Book American Book Publishing Record

Download or read book American Book Publishing Record written by and published by . This book was released on 2007 with total page 746 pages. Available in PDF, EPUB and Kindle. Book excerpt:

Book Annual Bibliography of English Language and Literature

Download or read book Annual Bibliography of English Language and Literature written by Modern Humanities Research Association and published by . This book was released on 2007 with total page 1224 pages. Available in PDF, EPUB and Kindle. Book excerpt: Includes both books and articles.

Book Forbidden Archeology s Impact

Download or read book Forbidden Archeology s Impact written by Michael A. Cremo and published by Torchlight Publishing. This book was released on 1998 with total page 585 pages. Available in PDF, EPUB and Kindle. Book excerpt: Examines the impact of the author's controversial 1993 book Forbidden Archaeology on the scientific community.

Book The British National Bibliography

Download or read book The British National Bibliography written by Arthur James Wells and published by . This book was released on 2007 with total page 870 pages. Available in PDF, EPUB and Kindle. Book excerpt:

Book Proceedings of the Society of Biblical Archaeology

Download or read book Proceedings of the Society of Biblical Archaeology written by Society of Biblical Archæology (London, England) and published by . This book was released on 1901 with total page 546 pages. Available in PDF, EPUB and Kindle. Book excerpt:

Book New Perspectives in Archeology

Download or read book New Perspectives in Archeology written by American Anthropological Association and published by Chicago : Aldine Publishing Company. This book was released on 1968 with total page 392 pages. Available in PDF, EPUB and Kindle. Book excerpt: Reference book; non-Aboriginal material.

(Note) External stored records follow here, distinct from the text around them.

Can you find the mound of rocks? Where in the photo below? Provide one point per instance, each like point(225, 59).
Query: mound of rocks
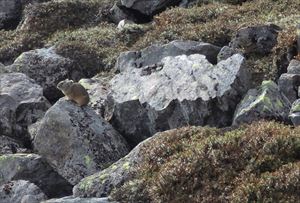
point(21, 104)
point(177, 91)
point(47, 68)
point(75, 141)
point(33, 168)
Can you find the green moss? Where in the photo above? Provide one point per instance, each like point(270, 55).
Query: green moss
point(103, 177)
point(88, 160)
point(94, 49)
point(86, 183)
point(175, 169)
point(126, 166)
point(296, 108)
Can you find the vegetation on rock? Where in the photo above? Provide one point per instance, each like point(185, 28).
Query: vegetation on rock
point(77, 27)
point(258, 162)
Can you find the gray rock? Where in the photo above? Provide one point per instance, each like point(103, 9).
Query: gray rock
point(149, 7)
point(294, 67)
point(102, 183)
point(183, 90)
point(76, 142)
point(226, 52)
point(21, 104)
point(98, 88)
point(289, 82)
point(266, 102)
point(47, 68)
point(154, 54)
point(118, 13)
point(11, 10)
point(33, 168)
point(256, 40)
point(21, 191)
point(79, 200)
point(10, 146)
point(295, 113)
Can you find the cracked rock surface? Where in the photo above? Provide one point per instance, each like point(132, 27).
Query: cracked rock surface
point(181, 90)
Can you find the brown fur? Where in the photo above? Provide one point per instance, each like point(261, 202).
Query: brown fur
point(74, 91)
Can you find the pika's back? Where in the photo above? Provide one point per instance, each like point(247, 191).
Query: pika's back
point(74, 91)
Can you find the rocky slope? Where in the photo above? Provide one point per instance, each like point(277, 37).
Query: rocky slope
point(190, 100)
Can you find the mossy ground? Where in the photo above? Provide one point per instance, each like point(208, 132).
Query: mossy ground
point(85, 36)
point(255, 163)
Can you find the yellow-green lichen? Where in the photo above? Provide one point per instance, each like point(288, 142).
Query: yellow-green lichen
point(126, 166)
point(88, 160)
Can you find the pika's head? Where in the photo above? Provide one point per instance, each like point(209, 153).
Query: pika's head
point(65, 85)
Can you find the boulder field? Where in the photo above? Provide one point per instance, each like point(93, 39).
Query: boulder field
point(190, 101)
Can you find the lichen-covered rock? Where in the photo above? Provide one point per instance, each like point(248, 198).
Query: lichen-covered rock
point(77, 142)
point(155, 53)
point(35, 169)
point(21, 191)
point(256, 40)
point(10, 146)
point(79, 200)
point(149, 7)
point(21, 104)
point(98, 88)
point(295, 113)
point(289, 82)
point(226, 52)
point(265, 102)
point(48, 68)
point(181, 90)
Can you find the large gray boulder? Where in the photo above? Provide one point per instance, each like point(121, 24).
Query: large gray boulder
point(77, 142)
point(265, 102)
point(256, 40)
point(102, 183)
point(33, 168)
point(289, 82)
point(10, 146)
point(153, 55)
point(147, 7)
point(21, 104)
point(21, 191)
point(79, 200)
point(182, 90)
point(98, 89)
point(47, 68)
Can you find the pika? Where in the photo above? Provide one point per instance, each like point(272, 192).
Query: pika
point(74, 91)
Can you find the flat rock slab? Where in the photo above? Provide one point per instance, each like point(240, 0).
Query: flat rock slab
point(182, 90)
point(76, 141)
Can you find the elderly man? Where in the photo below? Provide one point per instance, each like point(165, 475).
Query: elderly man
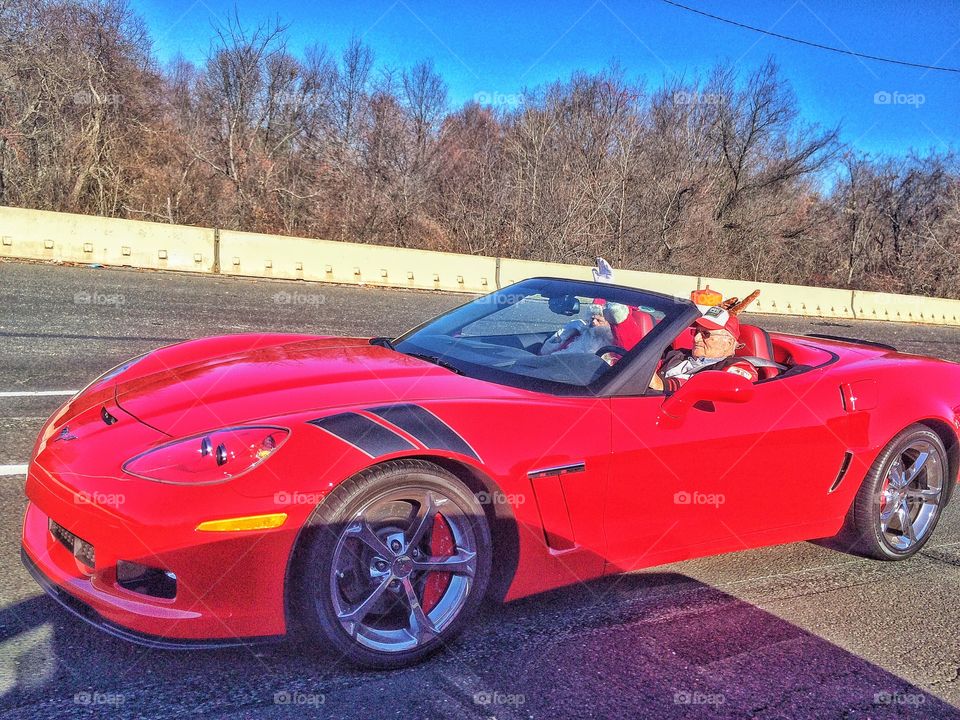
point(715, 339)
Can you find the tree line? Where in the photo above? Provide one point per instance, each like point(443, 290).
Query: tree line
point(715, 175)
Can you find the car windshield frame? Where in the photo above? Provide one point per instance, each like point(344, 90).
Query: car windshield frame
point(434, 338)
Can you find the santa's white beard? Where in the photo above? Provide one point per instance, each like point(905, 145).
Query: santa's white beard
point(591, 339)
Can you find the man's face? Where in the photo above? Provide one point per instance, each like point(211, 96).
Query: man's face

Book New Perspectives in Archeology

Download or read book New Perspectives in Archeology written by Sally R. Binford and published by . This book was released on 1968 with total page 402 pages. Available in PDF, EPUB and Kindle. Book excerpt:

Book Boccaccio s Human Mythology

Download or read book Boccaccio s Human Mythology written by David Lummus and published by . This book was released on 2008 with total page 732 pages. Available in PDF, EPUB and Kindle. Book excerpt:

Book The Big Bam

Download or read book The Big Bam written by Leigh Montville and published by Anchor. This book was released on 2007-05-01 with total page 418 pages. Available in PDF, EPUB and Kindle. Book excerpt: National Bestseller He was the Sultan of Swat. The Caliph of Clout. The Wizard of Whack. The Bambino. And simply, to his teammates, the Big Bam. Babe Ruth was more than baseball’s original superstar. For eighty-five years, he has remained the sport’s reigning titan. He has been named Athlete of the Century . . . more than once. But who was this large, loud, enigmatic man? Why is so little known about his childhood, his private life, and his inner thoughts? In The Big Bam, Leigh Montville, whose recent New York Times bestselling biography of Ted Williams garnered glowing reviews and offered an exceptionally intimate look at Williams’s life, brings his trademark touch to this groundbreaking, revelatory portrait of the Babe. From the award-winning author of the New York Times bestseller Ted Williams comes the thoroughly original, definitively ambitious, and exhilaratingly colorful biography of the largest legend ever to loom in baseball—and in the history of organized sports. Based on newly discovered documents and interviews—including pages from Ruth’s personal scrapbooks —The Big Bam traces Ruth’s life from his bleak childhood in Baltimore to his brash entrance into professional baseball, from Boston to New York and into the record books as the world’s most explosive slugger and cultural luminary.